Devstral-24B-AWQ / README.md
mattbucci's picture
Vision tested and working
b68f4c9 verified
metadata
base_model: mistralai/Devstral-Small-2507
tags:
  - awq
  - 4-bit
  - rdna4
  - gfx1201
  - rocm
  - sglang
  - quantized
license: apache-2.0

Devstral-24B AWQ 4-bit

AWQ 4-bit quantization of Devstral Small 24B optimized for AMD RDNA4 (gfx1201) inference with SGLang.

Model Details

Base model mistralai/Devstral-Small-2507
Architecture Dense
Parameters 24B
Layers 40
Context 32K (tested), 393K (max)
Quantization AWQ 4-bit, group_size=128

Performance (2x AMD Radeon AI PRO R9700, TP=2)

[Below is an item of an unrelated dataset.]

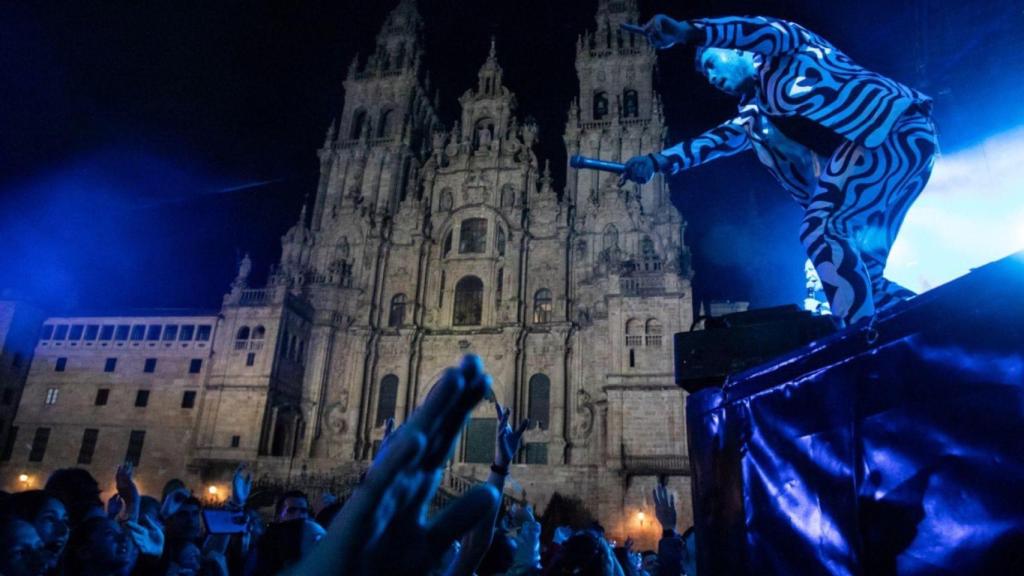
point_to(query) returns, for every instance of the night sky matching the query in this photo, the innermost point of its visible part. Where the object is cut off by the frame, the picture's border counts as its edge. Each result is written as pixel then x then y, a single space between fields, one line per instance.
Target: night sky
pixel 145 146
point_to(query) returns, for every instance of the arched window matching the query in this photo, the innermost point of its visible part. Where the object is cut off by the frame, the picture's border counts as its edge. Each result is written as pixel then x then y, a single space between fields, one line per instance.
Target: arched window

  • Decode speed: 37 tok/s single-user on 2x R9700
  • Launch: scripts/launch.sh devstral

Notes

GPTQ-calibrated with 128 samples. BOS token removed from chat template (fixes <unk> output). Text-only warmup to avoid radix cache pollution from vision tokens.

Known Limitations

  • Vision: WORKING. Vision tower weights preserved in original precision (modules_to_not_convert includes vision_tower, multi_modal_projector). Tested: correctly identifies a red square image.

Usage with SGLang

git clone https://github.com/mattbucci/2x-R9700-RDNA4-GFX1201-sglang-inference
cd 2x-R9700-RDNA4-GFX1201-sglang-inference
./scripts/setup.sh
scripts/launch.sh devstral

See the RDNA4 Inference Repository for full setup instructions, patches, and benchmarks.

Hardware

Tested on 2x AMD Radeon AI PRO R9700 (gfx1201, RDNA4, 32+34 GB VRAM) with ROCm 7.2 and SGLang v0.5.10 + RDNA4 patches.